Workshop on Intellectual Property Strategies – Startup Village, Kochi

The morning started off with the front page of the newspaper shouting out loud that it was a hartal (some politician had been murdered brutally). Bad news to begin the day with. So I moved on to the sports page when my mobile scheduler beeped – 1330 hrs: Attend Workshop on Intellectual Property Strategies at Startup Village!

Darn! I had almost forgotten.

So, after a client meeting scheduled in the morning that dragged on till noon, I, along with my friend Manu, reached the Kinfra campus of Startup Village at about 1430 hrs. An hour late! Luckily, we were let in to attend the session. (Thanks guys!).

The first session was handled by Mr Dilip Kumar, Founder at Inolyst. He spoke about the differences between patent, trademark and copyright and the pros and cons of each. Shortly thereafter, the audience gathered was honored by the arrival of Mr P. H Kurian, IAS, Principal Secretary IT, the Chief Guest. He was welcomed on board by Sijo Kuruvilla George, CEO, Startup Village.


Kurian Sir first asked each and everyone of us present there to introduce ourselves and then smoothly moved on with the session. He spoke from his in-depth knowledge about the field and from his first hand experience as the Controller General of Patents, Trademarks and Designs. He explained to us using various examples about what are the implications that could be faced if patents are not applied for at the right time and the legalities involved.
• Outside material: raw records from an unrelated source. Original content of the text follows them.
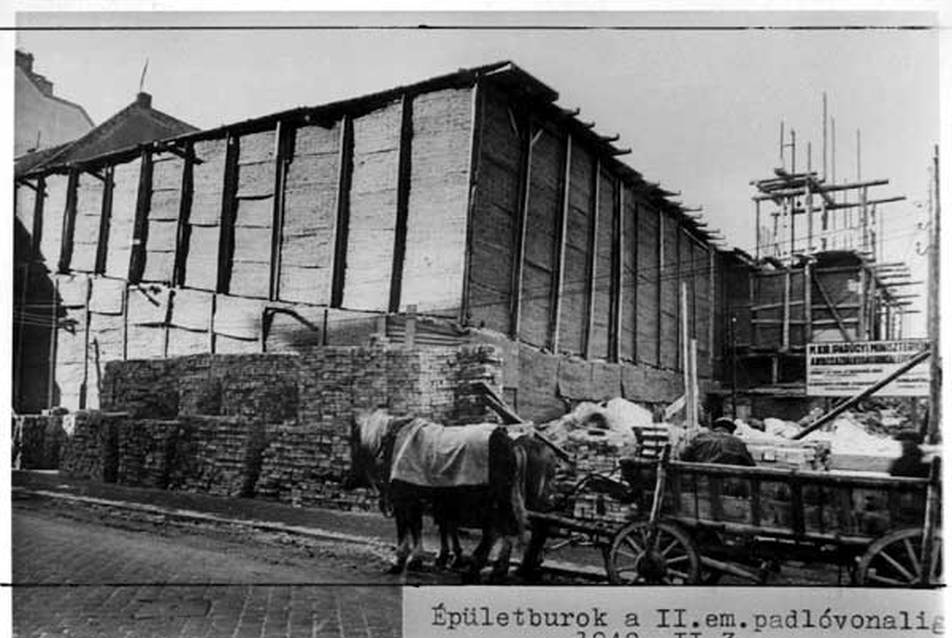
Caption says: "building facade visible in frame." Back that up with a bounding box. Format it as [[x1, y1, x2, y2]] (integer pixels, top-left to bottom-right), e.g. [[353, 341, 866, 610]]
[[14, 62, 727, 419]]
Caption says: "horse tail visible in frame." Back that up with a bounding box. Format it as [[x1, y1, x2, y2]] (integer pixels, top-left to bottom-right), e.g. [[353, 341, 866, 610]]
[[488, 427, 526, 538], [510, 442, 530, 541]]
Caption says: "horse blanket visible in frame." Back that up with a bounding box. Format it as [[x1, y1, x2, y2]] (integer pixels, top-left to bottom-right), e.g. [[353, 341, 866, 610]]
[[390, 419, 497, 487]]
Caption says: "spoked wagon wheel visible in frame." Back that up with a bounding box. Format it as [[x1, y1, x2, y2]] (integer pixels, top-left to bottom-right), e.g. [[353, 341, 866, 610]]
[[606, 521, 700, 585], [857, 528, 943, 587]]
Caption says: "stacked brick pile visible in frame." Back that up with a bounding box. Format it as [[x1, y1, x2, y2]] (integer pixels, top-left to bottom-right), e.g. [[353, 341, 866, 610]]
[[452, 345, 504, 424], [116, 419, 181, 488], [97, 344, 507, 511], [101, 359, 181, 418], [60, 412, 126, 482], [256, 421, 380, 511], [169, 416, 267, 497], [12, 415, 66, 469]]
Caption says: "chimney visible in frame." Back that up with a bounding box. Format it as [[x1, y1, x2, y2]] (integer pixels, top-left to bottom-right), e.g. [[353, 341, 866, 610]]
[[15, 49, 34, 74], [135, 92, 152, 109]]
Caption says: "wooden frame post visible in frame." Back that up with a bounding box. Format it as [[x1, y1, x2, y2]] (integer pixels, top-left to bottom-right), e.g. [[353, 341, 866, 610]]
[[782, 267, 791, 351], [121, 284, 129, 360], [656, 208, 664, 367], [129, 150, 153, 284], [550, 134, 571, 353], [216, 134, 240, 293], [584, 158, 600, 360], [804, 261, 813, 343], [389, 93, 415, 314], [680, 282, 689, 395], [80, 276, 92, 409], [95, 167, 115, 275], [612, 179, 623, 363], [675, 223, 682, 370], [31, 176, 46, 257], [708, 247, 715, 370], [631, 195, 639, 363], [755, 199, 761, 261], [57, 169, 79, 274], [269, 121, 291, 301], [331, 115, 354, 308], [510, 113, 534, 339], [460, 79, 485, 325], [172, 142, 194, 286], [47, 277, 59, 408]]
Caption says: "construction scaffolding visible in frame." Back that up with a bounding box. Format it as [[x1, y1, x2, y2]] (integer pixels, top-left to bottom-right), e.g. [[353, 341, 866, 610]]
[[725, 118, 919, 398]]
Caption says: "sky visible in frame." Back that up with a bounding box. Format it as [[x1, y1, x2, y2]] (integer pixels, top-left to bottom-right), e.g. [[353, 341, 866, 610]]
[[10, 11, 941, 334]]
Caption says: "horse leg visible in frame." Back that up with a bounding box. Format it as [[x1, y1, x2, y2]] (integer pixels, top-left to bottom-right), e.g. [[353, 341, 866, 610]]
[[463, 523, 496, 584], [516, 521, 549, 581], [434, 497, 451, 568], [389, 507, 411, 575], [489, 535, 513, 584], [449, 522, 467, 569], [436, 519, 451, 569], [406, 500, 425, 571]]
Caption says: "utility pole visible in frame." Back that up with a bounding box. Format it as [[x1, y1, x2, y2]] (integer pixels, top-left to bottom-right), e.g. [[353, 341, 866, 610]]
[[927, 145, 941, 444]]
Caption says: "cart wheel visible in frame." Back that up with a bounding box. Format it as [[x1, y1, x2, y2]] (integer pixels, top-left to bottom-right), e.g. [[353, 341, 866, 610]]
[[857, 528, 943, 587], [606, 521, 700, 585]]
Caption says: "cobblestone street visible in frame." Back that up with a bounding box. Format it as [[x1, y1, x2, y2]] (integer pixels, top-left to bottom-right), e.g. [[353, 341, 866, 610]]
[[12, 495, 406, 637]]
After Kurian Sir’s session and before moving on to Dilip Sir’s session, we had a wonderful Tea Break. Wonderful, because the samosas felt like heaven for both of us who hadn’t had anything since morning 😀

Well. As we moved on to the next session, each of us started understanding in more detail about why an execution strategy is needed for creating valuable intellectual property. Dilip Sir explained to us further about the structured model involved in the lengthy process of patent registration and “WHY” exactly importance should be given to patent registration – not just for protection but also as a means of getting investors and revenue generation based business model.

This last session, which also happened to be the lengthiest session of the day, also covered the differences in patent filing aspects in India and abroad and also revealed some important facts for technology entrepreneurs like how in India we cannot file for a patent for a software per se.

As the day’s session ended and I left the building, one couldn’t help but feel awed at the awesomeness of the place. A place, that would house some of the budding minds and aspiring entrepreneurs of the present generation. Something which maybe, only another start-up entrepreneur would be able to appreciate.